Copy Cat, Dirty Rat

May 2, 2015

A few interesting things happened in the last weekend of March (which feels like an eternity ago).  One I’m not at liberty to discuss, but I can tell you that I went to a wedding, and I can also divulge that I got gastro.  In the middle of the speeches.

I also received my first cease and desist notice.  Via Facebook, does that count?

I don’t remember being accused of plagiarism before, not even when I used to plagiarise my friend Lindsay’s assignments at law school.

As an accountant, you follow the same rules (or you should), so you’re all copying each other.  No one will ever accuse you of the stealing their idea for depreciating machinery, or of mimicking their classification of minor office equipment.

Clever crochet addicts upload videos to YouTube, showing step by step how to copy what they’ve made.  Sharing is caring in the crochet world!

I was quite affronted by this communication, and not only because I had been nil by mouth for 24 hours, but because I genuinely hadn’t stolen this person’s idea, and I had actually approached this person about selling their products.

Late last year, I was winding up the clothing side of Hazel’s House, and I’d taught myself to crochet (thanks to the free tutorials on YouTube).  I was looking for other things that I could make, but I didn’t have a lot of time on my hands.  I spent hours on Instagram (which is why I have no spare time), distracting myself from the fact that my online clothing store had failed and I was out of pocket tens of thousands of dollars.

In November (the dates are important) I took my first screen shots of concrete pots and candles.  In December, I found some concrete mix in the garden shed.  Also in December, I got boyf to get me some paint test pots from Resene.

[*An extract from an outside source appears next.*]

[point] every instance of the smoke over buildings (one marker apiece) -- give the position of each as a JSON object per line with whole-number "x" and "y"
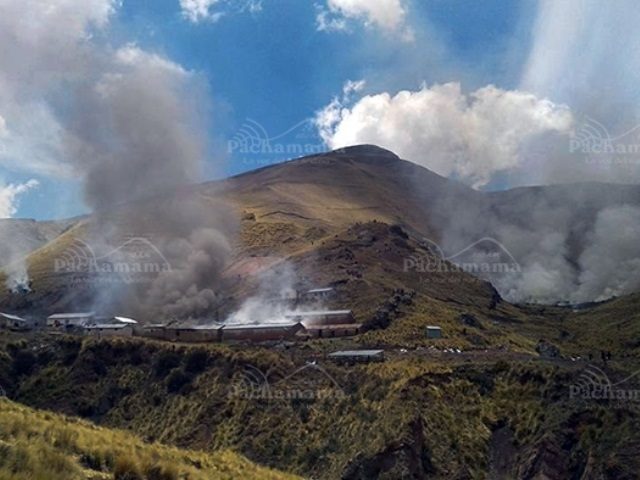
{"x": 129, "y": 123}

Boyf was not happy that I had boxes of yarn stacked beside the bed, the linen cupboard was full of soy wax flakes and fragrance, and I was now collecting a range of plastic containers to use as molds for concrete pots exclaiming “this will be perfect!”

We flew home from our Christmas break, and I had to return to my real job, in a real office, with real people, and I’m contracted to be there 40 hours a week.  I also have exercise commitments, wine drinking commitments, reality TV watching commitments, supermarket shopping commitments and social media stalking commitments, which leave no time for house keeping commitments, let alone concreting commitments.

It was nearing the end of January, and I hadn’t started the concrete making production line, but I had a lot of #concretelove inspo from Insta, and I’d been doing a lot of talking about it.  During my research I found someone who was making very similar stuff, not only was this person in New Zealand (I’d been stalking a bunch of Aussies until then), this person was in the same city.

To me, the answer was easy, I’d make contact, enquire about wholesaling raw products, paint them, add the candle, or the succulent, and then sell them.  That would save me trying to perfect the process, and would be a way of supporting a fellow small business.

So I contacted this person, said almost word for word what I’ve just told you, and this person said that they would assess my suitability to be a stockist, and then get back to me.  This person never got back to me.

And so, two months later, when I finally got around to converting the single garage into a single person concrete processing plant, painting the pots, pouring the soy wax (in boyf’s kitchen when he’s not home to tell me off), this person contacts me, accusing me of stealing their idea.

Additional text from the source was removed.